After running some errands after work Thursday, I logged back onto the R/3 system and watched as users in Australia/New Zealand took orders. I polled values from ST03 for the “last minute’s load [SIC]” and found the results below:
|Trans/Rep.||Short text||# Steps||T Response Time||Ø Time||T CPU~||Ø CPU~||T DB Time||Ø DB Time|
|VA01||Create Sales Order||1,096||1,629||1,486.5||126||115.1||861||785.8|
Response time (ms)
Time in WPs (ms)
Wait time (ms)
CPU time (ms)
DB req. time (ms)
Overnight EMEA came on line and users uniformly reported improvements in each market. As the Basis manager commented, it’s nice (though too rare) to get an email when we get to work in the morning on the US East Coast that “everything is fine.”
Here’s a chart from data I collected from weekly values:
Well that’s what we in technology found. What happened was clear, but why and how were still a mystery. As we sifted through the change and transport logs, we could see a transport had gone to production on September 9th. The effect was to revert the condition tables, which are generated from configuration values or rules, to being fully buffered, which was how they were delivered from SAP. However, we had changed them to partially buffered (“generic”) anywhere from 6 months to 2 years earlier as we noticed the volumes increase.

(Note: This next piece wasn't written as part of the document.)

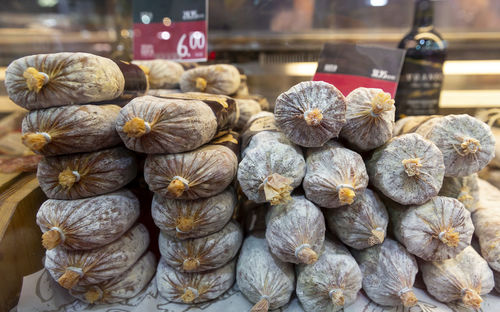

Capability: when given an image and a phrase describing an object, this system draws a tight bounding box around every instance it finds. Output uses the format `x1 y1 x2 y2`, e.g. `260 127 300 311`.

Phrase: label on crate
133 0 208 62
313 43 405 98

What we have discovered is that new text values were added to the tables (whether screens or data I’m not sure yet) to support our post-Unicode conversion go-lives for China, Hong Kong and Taiwan. The reports are that we’ve safely made similar changes in the past as we’ve gone live in other markets, but this was different somehow.
We have a ticket open with SAP, and if anyone with a clue catches this blog feel free to see me in Las Vegas this week!